README.md

Test for GSOC 2019 - Parallel Coordinate Plot

Yawei Ge 4/5/2019

Overview

This is a set of tests for GSOC 2019. I'm trying to produce parallel coordinate plots in differnt ways.

Medium and Hard Test - To write a function that can draw parallel coordinate plot and include jittering

Installation

The package can be downloaded from GitHub. You can use the following code to install.

devtools::install_github("yaweige/yaweitest")

You can then load the package in the normal way.

library(yaweitest)
library(tidyverse)

Function

myparallel

The myparallel function was used to produce parallel coordinate plot based on ggplot2 functionalities.

The function has six input values currently and two input values to be extended in the future.

The function returns a ggplot2 object that can be plotted directly or used as base layers for additional modification

Examples

Default

data(diamonds, package="ggplot2")
diamonds.samp <- diamonds[sample(1:dim(diamonds)[1], 100), ]

myparallel(data = diamonds.samp, columns = c(1, 5:7))

Add Color

myparallel(data = diamonds.samp, columns = c(1, 5:7), groupColumn = "cut")

Jitter and Title

myparallel(data = diamonds.samp, columns = c(1, 5:7), groupColumn = "cut",
           jitter = TRUE, jittervariables = "table") +
  ggplot2::ggtitle("Hello Parallel")

Inelegant Facet

myparallel(data = diamonds.samp, columns = c(1, 5:7), groupColumn = "cut",
           jitter = TRUE, jittervariables = "table") +
  ggplot2::facet_wrap(~cut) +
  ggplot2::ggtitle("Hello Parallel")

Easy Test - To produce examples using ggparcoord and ggparallel

Conclusion Comes First

To conclude, there are some features of these two functions I think are superfluous, but it doesn't affect anything if you choose not to use them. It's obvious that we can't combine categorical and numerical varibles in one plot using these two funcions. And there are definitely limitations for the full use of ggplot2 functionalities. Especially, for ggparallel, there are more limitations as shown below. But ggparcoord works pretty good to my point of view.
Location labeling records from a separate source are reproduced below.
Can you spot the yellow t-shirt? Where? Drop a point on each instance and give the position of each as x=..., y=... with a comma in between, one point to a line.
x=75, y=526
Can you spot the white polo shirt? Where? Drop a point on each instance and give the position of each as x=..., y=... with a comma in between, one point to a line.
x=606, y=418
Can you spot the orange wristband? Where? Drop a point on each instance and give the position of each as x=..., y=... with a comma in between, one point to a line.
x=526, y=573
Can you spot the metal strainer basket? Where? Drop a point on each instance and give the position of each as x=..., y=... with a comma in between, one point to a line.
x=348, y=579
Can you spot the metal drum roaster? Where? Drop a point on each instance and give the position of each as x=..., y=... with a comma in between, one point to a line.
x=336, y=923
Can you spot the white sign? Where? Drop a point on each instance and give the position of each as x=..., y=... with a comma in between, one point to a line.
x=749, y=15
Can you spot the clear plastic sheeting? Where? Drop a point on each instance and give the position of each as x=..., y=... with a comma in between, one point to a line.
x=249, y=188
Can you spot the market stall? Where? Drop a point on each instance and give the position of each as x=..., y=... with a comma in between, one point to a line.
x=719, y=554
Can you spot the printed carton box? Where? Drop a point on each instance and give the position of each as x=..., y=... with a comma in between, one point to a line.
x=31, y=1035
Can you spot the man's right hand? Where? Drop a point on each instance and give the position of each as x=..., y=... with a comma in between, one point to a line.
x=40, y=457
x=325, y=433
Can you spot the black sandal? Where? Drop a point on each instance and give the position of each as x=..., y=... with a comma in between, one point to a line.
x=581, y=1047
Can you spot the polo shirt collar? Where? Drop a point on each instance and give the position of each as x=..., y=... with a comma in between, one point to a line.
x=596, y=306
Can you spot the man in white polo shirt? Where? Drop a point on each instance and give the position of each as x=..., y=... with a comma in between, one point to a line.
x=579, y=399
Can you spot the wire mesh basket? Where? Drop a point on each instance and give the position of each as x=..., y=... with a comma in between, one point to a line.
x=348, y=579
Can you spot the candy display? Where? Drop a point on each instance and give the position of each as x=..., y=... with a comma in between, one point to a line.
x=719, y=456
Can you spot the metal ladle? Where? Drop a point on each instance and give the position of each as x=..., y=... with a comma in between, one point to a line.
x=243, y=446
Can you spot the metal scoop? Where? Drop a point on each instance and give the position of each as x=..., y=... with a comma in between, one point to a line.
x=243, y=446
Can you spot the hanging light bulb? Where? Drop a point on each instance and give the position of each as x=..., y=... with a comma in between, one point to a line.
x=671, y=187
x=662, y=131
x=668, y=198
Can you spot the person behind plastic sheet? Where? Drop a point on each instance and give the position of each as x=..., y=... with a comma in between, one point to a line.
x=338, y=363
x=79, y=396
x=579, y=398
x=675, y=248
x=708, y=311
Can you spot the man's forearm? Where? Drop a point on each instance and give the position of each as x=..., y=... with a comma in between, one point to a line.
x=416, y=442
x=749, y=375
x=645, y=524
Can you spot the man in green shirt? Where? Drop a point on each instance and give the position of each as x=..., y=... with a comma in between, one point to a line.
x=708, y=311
It is also limited in jittering (but we can do that).

In many aspects, I think they work quite well.

I found that ggparcoord does work with facet, but it just simply divided the data instead of calculate for each of facet (or this is not a bad thing?). And ggparcoord does work with layers, but it is not very clear what kind of data and aes it passes to the following layers. But it seems not too bad. We can even find a way to jitter using ggparcoord.

I didn't see overlapping problem when I deal with categorical variables using ggparallel. When it comes to ggparcoord, I don't understand the conceptual problem described in the wiki, why treating those "variables of axes" as ordinal variables will lead to overplotting. To me, overlapping just exists because of the data.

Generate Example Data (It's a big one, carefully designed)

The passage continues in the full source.